Kent C. Dodds: 0:00 For this one, it's probably easiest to just show you the problem. Here I go to Pikachu, and then I go to Charizard, and then I go to Pikachu again. I already went to Pikachu. I feel like I should cache that somewhere.

0:13 Here we're just going to learn how to cache resources. In our final version, you go to Pikachu, then you go to Charizard. We get that loaded, and then we can go right back to Pikachu, and right back to Charizard, just back and forth, no problem. That's the idea behind this one.

0:27 I just want to mention that caching is not a trivial problem and it's honestly one of the hardest problems in computer science. You do want to be careful of this, especially since the solution that we're going to present basically will cache these resources forever.

0:43 That is probably OK, because the Pokémon data that we're loading in here has never changed for who knows how long and probably will never change. We don't need to worry about it for this specific use case, but every use case is different.

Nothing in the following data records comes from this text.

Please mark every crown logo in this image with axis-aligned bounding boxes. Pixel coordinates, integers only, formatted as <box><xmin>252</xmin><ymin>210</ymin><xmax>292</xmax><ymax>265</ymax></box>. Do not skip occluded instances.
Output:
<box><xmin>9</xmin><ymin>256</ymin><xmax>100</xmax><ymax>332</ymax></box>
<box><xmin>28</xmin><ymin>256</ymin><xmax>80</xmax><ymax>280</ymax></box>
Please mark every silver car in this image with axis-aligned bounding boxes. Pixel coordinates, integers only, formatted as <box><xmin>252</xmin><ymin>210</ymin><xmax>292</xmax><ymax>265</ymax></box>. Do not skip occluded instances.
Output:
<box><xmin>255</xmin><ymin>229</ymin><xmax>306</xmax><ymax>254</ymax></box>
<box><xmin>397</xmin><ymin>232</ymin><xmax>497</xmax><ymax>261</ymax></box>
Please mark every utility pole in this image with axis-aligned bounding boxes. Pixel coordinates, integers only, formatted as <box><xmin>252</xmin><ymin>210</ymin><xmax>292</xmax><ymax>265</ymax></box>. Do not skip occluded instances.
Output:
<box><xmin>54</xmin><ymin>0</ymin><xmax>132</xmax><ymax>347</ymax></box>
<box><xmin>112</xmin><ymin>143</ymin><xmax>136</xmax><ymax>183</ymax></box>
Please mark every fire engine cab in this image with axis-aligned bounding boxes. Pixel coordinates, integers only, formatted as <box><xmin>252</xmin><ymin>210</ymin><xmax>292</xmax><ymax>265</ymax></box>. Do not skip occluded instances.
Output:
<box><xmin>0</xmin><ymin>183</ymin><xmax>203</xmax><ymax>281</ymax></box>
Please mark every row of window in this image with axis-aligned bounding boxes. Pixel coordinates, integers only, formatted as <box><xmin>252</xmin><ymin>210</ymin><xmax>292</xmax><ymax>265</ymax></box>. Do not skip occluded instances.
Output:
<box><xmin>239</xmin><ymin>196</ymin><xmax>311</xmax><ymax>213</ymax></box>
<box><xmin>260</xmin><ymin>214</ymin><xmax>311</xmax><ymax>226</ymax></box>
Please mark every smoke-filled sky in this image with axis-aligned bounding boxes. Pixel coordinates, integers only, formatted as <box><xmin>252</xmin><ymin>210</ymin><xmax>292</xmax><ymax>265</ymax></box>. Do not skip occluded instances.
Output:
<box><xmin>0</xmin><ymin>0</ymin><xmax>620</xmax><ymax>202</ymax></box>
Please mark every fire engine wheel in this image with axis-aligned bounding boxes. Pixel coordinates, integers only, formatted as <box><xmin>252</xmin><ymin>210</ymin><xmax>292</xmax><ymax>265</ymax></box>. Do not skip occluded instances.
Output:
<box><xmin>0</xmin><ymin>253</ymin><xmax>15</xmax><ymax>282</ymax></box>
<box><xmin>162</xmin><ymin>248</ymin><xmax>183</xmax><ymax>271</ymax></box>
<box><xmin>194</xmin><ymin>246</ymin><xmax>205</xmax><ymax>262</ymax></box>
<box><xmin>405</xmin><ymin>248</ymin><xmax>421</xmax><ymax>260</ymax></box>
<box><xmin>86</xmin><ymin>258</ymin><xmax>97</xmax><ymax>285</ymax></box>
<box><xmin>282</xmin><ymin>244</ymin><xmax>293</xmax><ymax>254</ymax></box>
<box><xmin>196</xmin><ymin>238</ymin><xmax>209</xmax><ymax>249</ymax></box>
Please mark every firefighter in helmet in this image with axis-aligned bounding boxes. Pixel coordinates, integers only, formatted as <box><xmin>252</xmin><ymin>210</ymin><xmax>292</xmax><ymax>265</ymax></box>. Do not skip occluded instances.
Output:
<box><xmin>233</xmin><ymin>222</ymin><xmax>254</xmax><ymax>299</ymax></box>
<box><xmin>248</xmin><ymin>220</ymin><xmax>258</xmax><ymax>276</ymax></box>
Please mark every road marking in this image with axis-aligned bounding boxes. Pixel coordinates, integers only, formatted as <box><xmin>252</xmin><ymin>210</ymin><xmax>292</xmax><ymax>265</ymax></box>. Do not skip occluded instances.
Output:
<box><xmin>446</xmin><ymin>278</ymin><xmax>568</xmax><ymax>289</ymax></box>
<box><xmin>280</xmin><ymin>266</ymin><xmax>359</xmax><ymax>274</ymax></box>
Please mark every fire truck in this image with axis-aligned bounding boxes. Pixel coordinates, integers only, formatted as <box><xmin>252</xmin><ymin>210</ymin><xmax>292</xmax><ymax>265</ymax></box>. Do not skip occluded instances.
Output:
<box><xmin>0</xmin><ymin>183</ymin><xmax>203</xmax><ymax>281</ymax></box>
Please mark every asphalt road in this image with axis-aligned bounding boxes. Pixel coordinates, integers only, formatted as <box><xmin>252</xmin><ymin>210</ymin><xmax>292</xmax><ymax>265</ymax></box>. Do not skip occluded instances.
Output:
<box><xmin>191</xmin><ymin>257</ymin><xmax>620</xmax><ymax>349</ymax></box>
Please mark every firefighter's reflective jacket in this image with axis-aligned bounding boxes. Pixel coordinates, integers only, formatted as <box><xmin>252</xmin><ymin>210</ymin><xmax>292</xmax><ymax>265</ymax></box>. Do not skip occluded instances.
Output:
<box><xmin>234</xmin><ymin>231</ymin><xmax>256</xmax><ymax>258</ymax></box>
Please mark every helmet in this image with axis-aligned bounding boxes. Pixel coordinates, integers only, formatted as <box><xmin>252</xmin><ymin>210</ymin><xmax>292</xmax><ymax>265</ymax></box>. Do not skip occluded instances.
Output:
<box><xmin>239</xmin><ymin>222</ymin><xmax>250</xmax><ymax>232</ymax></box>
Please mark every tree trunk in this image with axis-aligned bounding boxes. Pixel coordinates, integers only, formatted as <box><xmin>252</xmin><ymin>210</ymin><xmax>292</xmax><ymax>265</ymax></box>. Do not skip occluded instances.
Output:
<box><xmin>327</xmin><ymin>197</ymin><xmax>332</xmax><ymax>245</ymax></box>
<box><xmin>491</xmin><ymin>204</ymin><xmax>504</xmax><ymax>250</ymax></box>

0:56 You do need to watch out and consider your caching strategies and use maybe something like React-query that gives you all the right knobs to turn with regard to caching. This is just in general how would you go about caching data when all of that you're dealing with are resources.

1:13 That's the idea here. We do have a quick tip. Take a look at using promises and render. You want to watch out for that. Then in our exercise, we pretty much just have all of the emoji here to tell you exactly what you need to do for this one.

1:28 We do have some extra credits here to give you a little bit more of a real-world scenario by putting the cache into context and creating a context provider for that cache, and even adding a cache timeout.

1:42 Have a good time with these extra credits and things and we'll see you on the other side of the exercise.